Je me rends à quelques pas au restaurant Saint Claire. Pavé de saumon, verre de Chardonnay blanc et expresso pour 21,4 euros.

Puis je retourne au château, plus précisément à l’Opéra Royal pour une version concert — c’est-à-dire sans décor et sans mise en scène — de l’opéra Le Temple de la Gloire de Rameau.

Scène de l’Opéra Royal
Ciel de l'Opéra royal de VersaillesPlafond de l’Opéra Royal

L’Opéra Royal est entièrement fait de bois doré et peint. L’acoustique y est excellente.

Parce qu’ils ne sont pas faits de matériaux nobles, ses éléments décoratifs n’ont pas été prélevés pour être vendus aux enchères à la Révolution. Le lieu est donc intact, tel qu’on pouvait le voir sous Louis XV.

C’est une des plus belles salles d’opéra au monde.
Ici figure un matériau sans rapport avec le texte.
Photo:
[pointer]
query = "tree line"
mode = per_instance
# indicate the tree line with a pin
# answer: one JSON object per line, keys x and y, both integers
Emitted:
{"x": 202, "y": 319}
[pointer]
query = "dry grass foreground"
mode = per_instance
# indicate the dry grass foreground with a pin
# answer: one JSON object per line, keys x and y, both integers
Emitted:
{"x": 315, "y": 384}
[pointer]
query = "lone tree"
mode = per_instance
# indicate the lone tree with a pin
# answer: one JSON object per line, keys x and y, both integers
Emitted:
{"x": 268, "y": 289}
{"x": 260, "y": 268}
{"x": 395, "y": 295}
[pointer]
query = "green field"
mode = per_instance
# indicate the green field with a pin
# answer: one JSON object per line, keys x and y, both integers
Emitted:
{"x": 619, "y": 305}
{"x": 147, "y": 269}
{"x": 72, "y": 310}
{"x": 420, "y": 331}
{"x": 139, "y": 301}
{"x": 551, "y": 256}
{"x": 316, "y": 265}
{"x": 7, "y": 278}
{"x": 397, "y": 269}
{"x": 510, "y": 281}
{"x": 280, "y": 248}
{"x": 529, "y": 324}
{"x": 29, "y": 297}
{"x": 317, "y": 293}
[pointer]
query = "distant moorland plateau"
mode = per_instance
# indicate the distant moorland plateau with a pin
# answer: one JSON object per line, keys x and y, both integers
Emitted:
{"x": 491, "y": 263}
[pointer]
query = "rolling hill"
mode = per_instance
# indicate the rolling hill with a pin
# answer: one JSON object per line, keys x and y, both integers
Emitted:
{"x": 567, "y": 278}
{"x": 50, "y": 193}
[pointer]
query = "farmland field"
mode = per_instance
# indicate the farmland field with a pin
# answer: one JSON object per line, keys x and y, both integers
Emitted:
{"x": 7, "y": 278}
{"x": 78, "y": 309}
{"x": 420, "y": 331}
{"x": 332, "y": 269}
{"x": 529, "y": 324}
Encore une fois, chœur et orchestre sont impeccables. Les solistes féminines chantent les voyelles mais ne prononcent pas les consonnes. Ce qu’elles chantent est donc totalement incompréhensible. C’est un peu le cas de la basse. Le ténor Mathias Vidal, avec sa voix puissante, son sens dramatique et sa diction impeccable, domine cette distribution inégale.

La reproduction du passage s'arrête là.